WINE O’CLOCK: Mighty oaks that will grow on you

All wine spends time in a vat of some sort before it is bottled. Often it will be aged in a wooden barrel and usually the wood will be oak.

The oak imparts aroma and flavour to the wine.  I don’t know if it is actually the taste of oak – I’ve never tried eating oak. But if your wine has a rich texture and a slight hint of spice, chocolate or, particularly, vanilla, you can be sure it has been oaked.

With red wine the process is so common we hardly notice. If it has spent a long time in the barrel it may have a darker colour and somewhat more complex flavours but, in the main, oaked red wine is simply, well … red wine.

With whites it is different.   Unoaked whites will be light in colour. They will taste and smell of fruit, as sweet as peach and melon, or sharp as apple and pear, depending on the grape.

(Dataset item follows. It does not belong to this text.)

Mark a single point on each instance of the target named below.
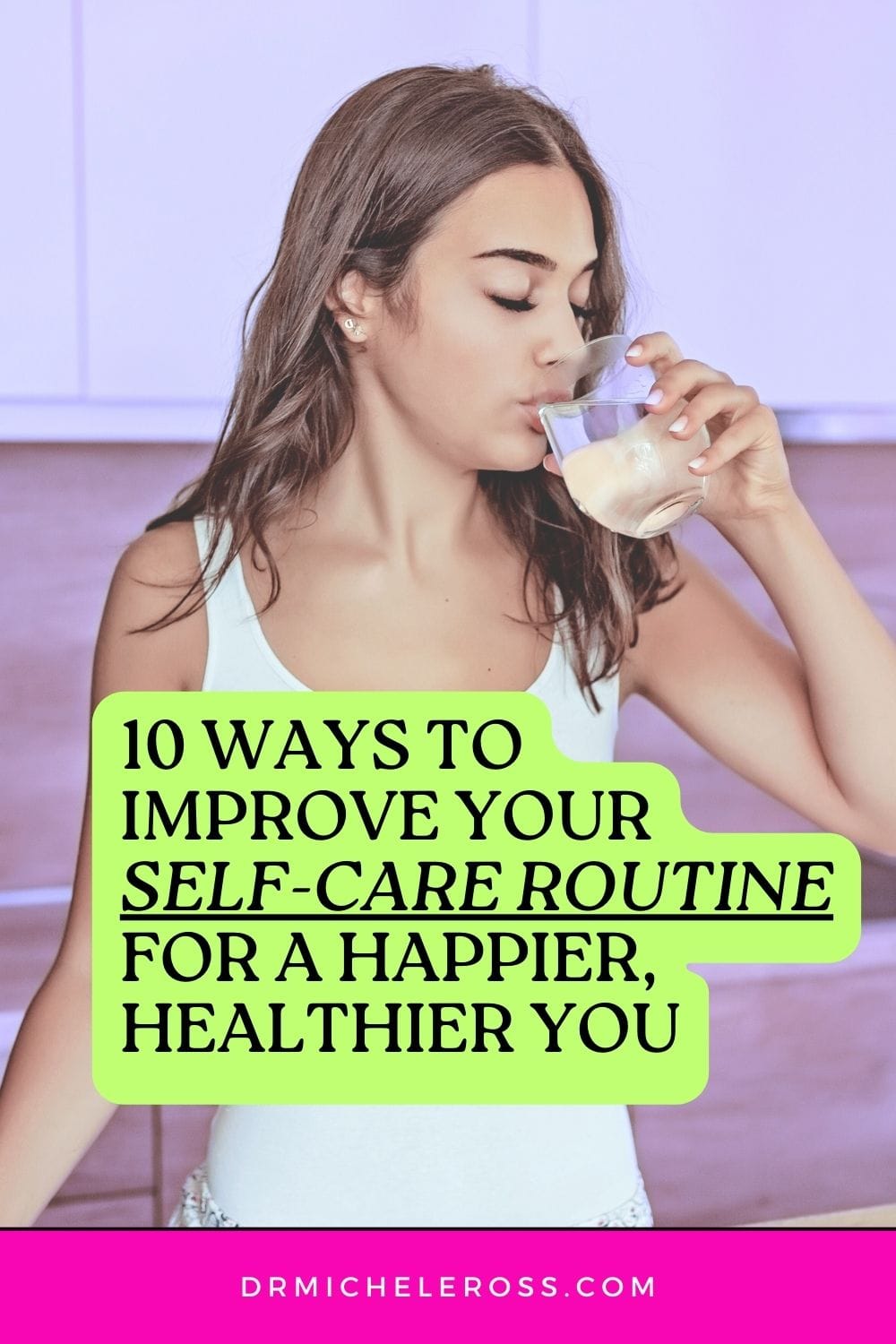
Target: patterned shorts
(198, 1209)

Oaked whites will have a darker colour, close to the yellow of straw, or a even a slightly tawny hue. They will taste of fruit, of course, but there  may be a slight aroma of smoke or black pepper and there will be those hints of vanilla and, maybe, caramel, honey or toffee.

Not everyone likes these oak tastes and some wine makers are inclined to overdo it, which has been compared to a chef who adds too much salt to the food.

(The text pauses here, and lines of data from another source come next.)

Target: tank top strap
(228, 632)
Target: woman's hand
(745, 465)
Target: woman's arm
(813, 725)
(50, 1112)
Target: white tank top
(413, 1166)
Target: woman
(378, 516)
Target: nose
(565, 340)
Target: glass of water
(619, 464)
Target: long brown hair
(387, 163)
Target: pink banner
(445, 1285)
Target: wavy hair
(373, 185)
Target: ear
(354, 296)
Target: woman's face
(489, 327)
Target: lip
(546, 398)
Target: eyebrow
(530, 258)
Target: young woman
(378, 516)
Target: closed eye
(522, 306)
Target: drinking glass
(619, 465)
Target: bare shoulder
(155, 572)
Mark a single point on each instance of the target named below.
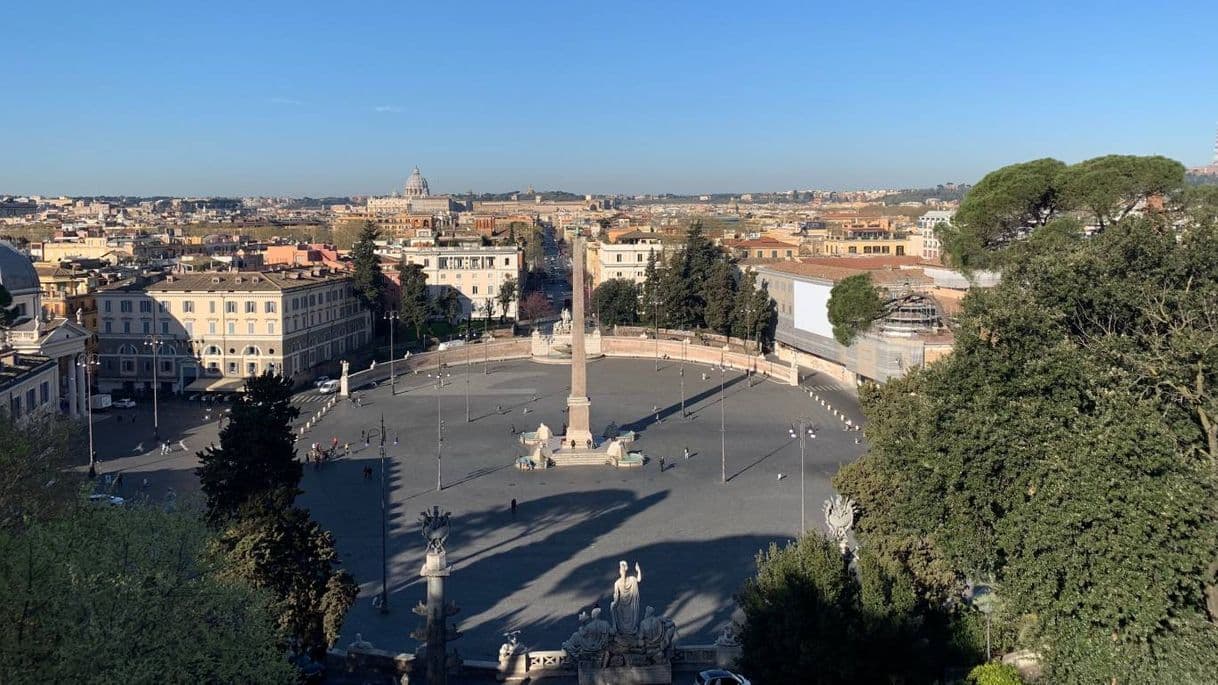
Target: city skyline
(290, 100)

The back label will usually tell you  if a wine is oaked, or you can ask in the wine shop. Here are three oaked whites I like, and an unoaked white you might try for contrast.

Dauny Père & Fils Sancerre (€19.95 O’Briens)
From the upper Loire. A creamy texture, typical of Sancerre,  with Sauvignon characteristics of gooseberry and, elderflower. Lovely with shellfish and medium-soft  cheese. It also goes well with spicy food.
Pennautier Terroirs d’Altitude Chardonnay (€14.99 Worldwide Wines Waterford)
From the Languedoc region. Summer fruit flavours of peach or pineapple balanced with that distinctive hint of vanilla. Yellow, almost golden in colour. Good with summer salads.
Domaine Girard, Chardonnay, Classique €16.75 (wicklowwineco.ie)
Lightly oaked, giving a bit of body to the zesty citrus flavours of this Languedoc wine. Another that goes well with salads or grilled chicken dishes.
Benovie Enovie, Champs de l`Hort Chardonnay (€12.50 Le Caveau, Kilkenny)
This wine from the south of France is unoaked but has a deceptively dark colour and complex flavours.  The flavours are all of fruit – no spice, no vanilla – which is how many people like it.
If you are unsure about the difference between oaked and unoaked, try a glass of this after any of the other three.